Ferner heben die Autoren für Gemcitabin eine mildere toxische Eigenschaft hervor, weshalb sich dieses Mittel besonders für ältere Patienten eigne. Nebenwirkungen seien besser kontrollierbar. Die für die Chemotherapie gängigen Begleiterscheinungen wie Haarausfall, schwere Übelkeit und Erbrechen sowie Schleimhautentzündungen blieben bei Gemcitabin aus. Dass dies auch für den kombinierten Einsatz von Gemcitabin mit zielgerichteten Wirkstoffen wie Trastuzumab, Tyrosin-Kinase-Inhibitoren und anderen gelte, müsse sich über den weiteren Studienverlauf noch zeigen. Gegenüber Vergleichspräparaten ist Gemcitabin aufgrund guter Ansprechraten und Überlebensraten eindeutig überlegen bei Lebermetastasen eines Pankreaskarzinoms. Auch die Anwendung von Gemcitabin beim Gallenwegskarzinom zeigte gute Ergebnisse. Unerwünschte Nebenwirkungen wie Infektionen aufgrund einer Knochenmarksdepression und Blutungen sind eher selten.

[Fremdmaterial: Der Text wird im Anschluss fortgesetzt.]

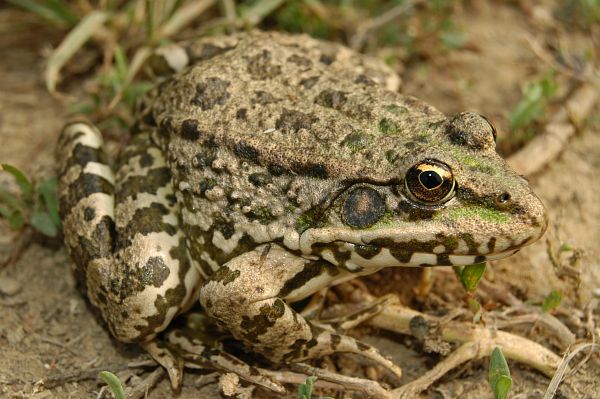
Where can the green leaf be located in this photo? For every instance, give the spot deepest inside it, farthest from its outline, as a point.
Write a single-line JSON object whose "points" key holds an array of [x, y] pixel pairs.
{"points": [[16, 220], [22, 181], [11, 200], [552, 300], [48, 190], [305, 390], [114, 384], [470, 275], [42, 222], [499, 374]]}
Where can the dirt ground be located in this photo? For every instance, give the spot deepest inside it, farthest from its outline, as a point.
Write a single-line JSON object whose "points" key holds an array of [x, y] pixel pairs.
{"points": [[47, 329]]}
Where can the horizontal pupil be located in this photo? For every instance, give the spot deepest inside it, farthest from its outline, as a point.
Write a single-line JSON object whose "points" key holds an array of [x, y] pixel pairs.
{"points": [[430, 179]]}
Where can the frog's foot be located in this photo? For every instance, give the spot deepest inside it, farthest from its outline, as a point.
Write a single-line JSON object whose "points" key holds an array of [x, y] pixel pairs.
{"points": [[245, 296], [168, 359], [197, 355]]}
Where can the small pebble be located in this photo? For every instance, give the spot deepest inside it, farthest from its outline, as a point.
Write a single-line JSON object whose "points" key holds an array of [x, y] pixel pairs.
{"points": [[9, 286]]}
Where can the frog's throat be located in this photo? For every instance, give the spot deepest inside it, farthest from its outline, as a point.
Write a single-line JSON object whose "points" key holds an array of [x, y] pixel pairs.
{"points": [[359, 250]]}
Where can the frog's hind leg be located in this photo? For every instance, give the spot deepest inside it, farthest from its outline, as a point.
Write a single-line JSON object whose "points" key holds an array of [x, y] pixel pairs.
{"points": [[123, 235], [248, 295]]}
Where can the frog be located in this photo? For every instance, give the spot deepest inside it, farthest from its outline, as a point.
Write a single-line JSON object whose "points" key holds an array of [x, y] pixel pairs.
{"points": [[265, 167]]}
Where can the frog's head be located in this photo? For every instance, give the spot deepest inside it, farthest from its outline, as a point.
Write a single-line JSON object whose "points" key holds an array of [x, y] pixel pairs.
{"points": [[451, 201]]}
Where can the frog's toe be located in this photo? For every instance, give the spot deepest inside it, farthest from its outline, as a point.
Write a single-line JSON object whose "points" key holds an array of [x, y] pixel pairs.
{"points": [[168, 359], [197, 355]]}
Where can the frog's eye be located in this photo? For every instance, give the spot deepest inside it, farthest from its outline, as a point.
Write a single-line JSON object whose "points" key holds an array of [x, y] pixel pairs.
{"points": [[430, 182], [363, 207], [494, 133]]}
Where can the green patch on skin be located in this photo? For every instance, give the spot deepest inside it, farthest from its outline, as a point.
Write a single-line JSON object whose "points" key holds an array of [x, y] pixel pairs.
{"points": [[471, 212], [396, 109], [357, 141], [391, 156], [386, 221], [263, 215], [389, 127]]}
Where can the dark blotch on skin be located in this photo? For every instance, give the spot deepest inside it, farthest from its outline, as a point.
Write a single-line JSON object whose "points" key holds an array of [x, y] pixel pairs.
{"points": [[263, 98], [174, 297], [327, 59], [84, 186], [363, 207], [146, 160], [367, 251], [154, 272], [341, 257], [260, 324], [241, 114], [290, 121], [225, 275], [331, 99], [492, 244], [364, 79], [444, 260], [308, 83], [259, 179], [165, 126], [89, 214], [154, 180], [260, 66], [100, 245], [211, 92], [145, 221], [311, 270], [311, 169], [299, 60], [81, 155], [246, 151], [189, 130]]}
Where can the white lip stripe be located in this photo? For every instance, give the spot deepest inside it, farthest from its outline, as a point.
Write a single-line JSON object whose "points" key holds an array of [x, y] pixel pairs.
{"points": [[101, 170], [419, 258], [90, 138], [459, 260]]}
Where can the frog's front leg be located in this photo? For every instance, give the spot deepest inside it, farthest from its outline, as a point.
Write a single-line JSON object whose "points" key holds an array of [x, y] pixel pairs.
{"points": [[123, 235], [248, 295]]}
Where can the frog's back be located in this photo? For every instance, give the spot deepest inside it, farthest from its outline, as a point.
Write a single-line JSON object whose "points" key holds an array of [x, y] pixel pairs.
{"points": [[291, 103]]}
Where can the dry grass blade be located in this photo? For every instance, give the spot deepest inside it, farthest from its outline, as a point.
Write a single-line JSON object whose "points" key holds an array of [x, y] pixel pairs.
{"points": [[563, 367], [363, 29], [544, 148], [71, 44]]}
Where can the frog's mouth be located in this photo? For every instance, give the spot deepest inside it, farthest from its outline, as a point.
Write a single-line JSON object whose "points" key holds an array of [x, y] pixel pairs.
{"points": [[369, 250]]}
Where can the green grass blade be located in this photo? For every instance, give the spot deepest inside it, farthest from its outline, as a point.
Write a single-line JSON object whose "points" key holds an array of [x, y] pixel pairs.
{"points": [[552, 300], [499, 374], [74, 40], [42, 222], [22, 181], [48, 190], [55, 11], [470, 275], [114, 383], [253, 15]]}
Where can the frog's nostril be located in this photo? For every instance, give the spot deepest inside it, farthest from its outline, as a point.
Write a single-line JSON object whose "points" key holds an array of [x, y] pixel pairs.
{"points": [[503, 199]]}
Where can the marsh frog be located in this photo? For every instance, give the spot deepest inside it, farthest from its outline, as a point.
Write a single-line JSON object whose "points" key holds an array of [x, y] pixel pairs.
{"points": [[263, 168]]}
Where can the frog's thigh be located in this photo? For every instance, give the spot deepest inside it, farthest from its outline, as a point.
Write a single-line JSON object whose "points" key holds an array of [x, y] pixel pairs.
{"points": [[248, 295], [129, 252]]}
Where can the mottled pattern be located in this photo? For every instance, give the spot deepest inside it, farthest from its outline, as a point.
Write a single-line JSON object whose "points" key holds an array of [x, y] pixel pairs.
{"points": [[263, 168]]}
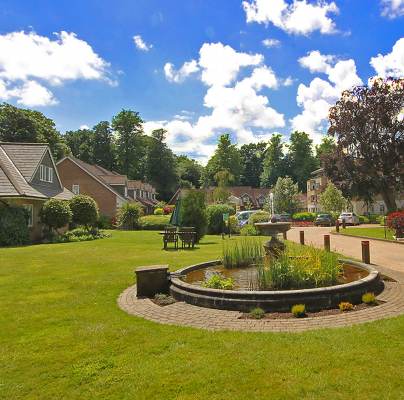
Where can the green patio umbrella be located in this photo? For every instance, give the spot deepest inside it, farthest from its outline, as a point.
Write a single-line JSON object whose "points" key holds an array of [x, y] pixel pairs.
{"points": [[175, 216]]}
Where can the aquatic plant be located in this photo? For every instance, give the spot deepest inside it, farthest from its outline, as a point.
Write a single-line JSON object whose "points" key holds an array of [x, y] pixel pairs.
{"points": [[299, 268], [242, 253], [217, 281]]}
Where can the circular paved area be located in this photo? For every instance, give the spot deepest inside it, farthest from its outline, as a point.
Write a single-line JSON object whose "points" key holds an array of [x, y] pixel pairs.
{"points": [[207, 318]]}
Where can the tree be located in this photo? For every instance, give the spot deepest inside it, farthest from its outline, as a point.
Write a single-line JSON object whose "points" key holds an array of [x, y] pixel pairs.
{"points": [[104, 153], [189, 171], [29, 126], [252, 156], [286, 196], [128, 126], [81, 144], [55, 214], [160, 165], [84, 210], [332, 200], [368, 125], [300, 158], [274, 165], [193, 212], [226, 157]]}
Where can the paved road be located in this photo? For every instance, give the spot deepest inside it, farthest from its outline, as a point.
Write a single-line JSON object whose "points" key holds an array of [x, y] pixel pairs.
{"points": [[389, 255]]}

Die häufigste Form der unerwünschten Nebenwirkung ist die Knochenmarksdepression, die aber in den therapiefreien Intervallen schnell reversibel ist.

Gemcitabin in höheren Dosen: Systemische Nebenwirkungen fallen geringer aus

Die Studie der Forschungsgruppe um Professor Vogl demonstriert, dass höhere Dosen als die in vorherigen Studien empfohlenen 1.000

mg/m2 wiederholt intraarteriell verabreicht werden können und gut verträglich sind. Die Studie hebt hervor, dass bei der Chemoembolisation eine erhöhte Verabreichungsmenge vergleichbare Verträglichkeit aufweist wie bei Chemoperfusion. Die Ergebnisse lassen vermuten, dass die langsamere, sequenzielle Verabreichung von Gemcitabin systemische Nebenwirkungen geringer ausfallen und erst dann auftreten lässt, wenn eine höhere Dosis verabreicht wurde. Dass die Chemoembolisation Vorzüge gegenüber der Chemoperfusion aufweist, liegt offenbar an der längeren Verweildauer zytostatischer Elemente von Gemcitabin in der betroffenen Organregion. Eine durchschnittliche Überlebensrate von 20,2 Monaten für Patienten, die mit Chemoembolisaten behandelt wurden, liegt damit etwas über den Werten, die von anderen Forschungsgruppen in vorangegangenen Studien ermittelt wurden. "Angesichts des schwerwiegenden Krankheitszustands der hier untersuchten Patienten ist ein Therapieansatz vorzuziehen, der den Krankheitsverlauf möglichst lange stabil hält und dadurch die Lebensqualität des Patienten anhebt", erklärt Professor Vogl den Effekt des untersuchten Therapieansatzes. Denn dies sei weiterführender als "temporär eine Verbesserung der tumorspezifischen Symptomatik herbeizuführen, ohne dass dies aber zur Lebensverlängerung des Patienten führt", so Vogl weiter.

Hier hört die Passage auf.